The army then proceeded to the attack of Pondicherry, and after lying before that place eleven weeks, and suffering very great hardships, they were obliged by the rainy season to abandon the siege. Hannah was the first in the party of English foot who forded the river, breast-high, under an incessant fire from a French battery. She was likewise on the picket-guard, continued on that duty seven nights successively, and laboured very hard about fourteen days at throwing up the trenches. In one of the attacks, however, her career was well-nigh terminated. She fired thirty-seven rounds during the engagement, and received, according to her account, six shots in her right leg, five in the left, and, what was still more painful, a dangerous wound in the lower part of her body, which she feared might lead to the discovery of her disguise to the surgeons. She, however, intrusted her secret to a negress who attended her, and brought her lint and salve; after most acute suffering she extracted the ball with her finger and thumb, and made a perfect cure. Meanwhile the greater part of the fleet had sailed. She was then sent on board the Tartar pink, and continued to do the duty of a sailor till the return of the fleet from Madras. She was soon afterwards turned over to the Eltham man-of-war, and sailed with that ship to Bombay. Here the vessel, which had sprung a leak on the passage, was heaved down for repair, which lasted five weeks. The captain remained on shore, while Hannah, in common with the rest of the crew, had her turn on the watch. On one of these occasions, Mr. Allen, the lieutenant who commanded in the captain's absence, desired her to sing a song, but she excused herself, saying she was unwell; the officer, however, insisted that she should sing, which she as resolutely refused to do. She soon had occasion to regret her non-compliance, for being suspected of stealing a shirt belonging to one of her comrades, though no proof could be adduced, the lieutenant ordered her to be put in irons. After remaining there five days, she was ordered to the gangway, and received twelve lashes, and she was then sent to the topmast-head for four hours. The missing shirt was afterwards found in the chest of the man who complained that he had lost it.

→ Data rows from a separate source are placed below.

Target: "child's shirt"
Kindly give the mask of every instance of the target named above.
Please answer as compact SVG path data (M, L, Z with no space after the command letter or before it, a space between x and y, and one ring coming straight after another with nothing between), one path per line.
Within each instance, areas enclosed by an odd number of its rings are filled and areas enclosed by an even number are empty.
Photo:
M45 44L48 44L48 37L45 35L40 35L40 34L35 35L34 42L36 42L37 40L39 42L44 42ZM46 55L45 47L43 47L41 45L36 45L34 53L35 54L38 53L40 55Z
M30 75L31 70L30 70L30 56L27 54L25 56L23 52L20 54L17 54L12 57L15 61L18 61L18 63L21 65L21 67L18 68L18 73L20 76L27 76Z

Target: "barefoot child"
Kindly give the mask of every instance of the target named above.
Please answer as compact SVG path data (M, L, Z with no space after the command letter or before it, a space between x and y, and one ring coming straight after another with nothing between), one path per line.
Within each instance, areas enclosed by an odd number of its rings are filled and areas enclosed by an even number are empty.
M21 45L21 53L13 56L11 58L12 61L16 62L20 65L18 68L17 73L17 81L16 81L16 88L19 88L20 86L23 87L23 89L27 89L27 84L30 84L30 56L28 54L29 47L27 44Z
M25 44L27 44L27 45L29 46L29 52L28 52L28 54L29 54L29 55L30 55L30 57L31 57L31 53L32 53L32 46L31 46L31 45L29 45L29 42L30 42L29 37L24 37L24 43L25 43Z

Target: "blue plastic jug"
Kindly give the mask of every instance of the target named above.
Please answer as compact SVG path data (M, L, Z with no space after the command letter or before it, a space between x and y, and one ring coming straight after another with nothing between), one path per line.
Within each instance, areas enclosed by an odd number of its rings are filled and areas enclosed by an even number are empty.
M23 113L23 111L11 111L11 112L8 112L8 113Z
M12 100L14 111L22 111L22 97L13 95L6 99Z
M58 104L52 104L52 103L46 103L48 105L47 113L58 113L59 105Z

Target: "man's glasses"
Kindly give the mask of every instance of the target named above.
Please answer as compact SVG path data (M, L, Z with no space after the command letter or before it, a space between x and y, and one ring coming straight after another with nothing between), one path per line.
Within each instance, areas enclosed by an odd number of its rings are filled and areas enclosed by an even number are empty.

About this time the sailors began to rally Hannah because she had no beard, and they soon afterwards jocosely christened her Miss Molly Gray; this alarmed her, lest some of the crew might suspect that she was a female; but she took part in their scenes of dissipation with such glee, that she was soon called Hearty Jemmy.
While the vessel remained at Lisbon, on her passage home, she met with an English sailor who had been at Genoa in a Dutch vessel. She took the opportunity of inquiring after her long-lost husband, and was informed that he had been confined at Genoa for murdering a native gentleman of that city, a person of some distinction; and that to expiate his crime, he was put into a sack with a quantity of stones, and thus thrown into the sea. Distressing as this information must have been, Hannah had sufficient command over herself to conceal her emotions.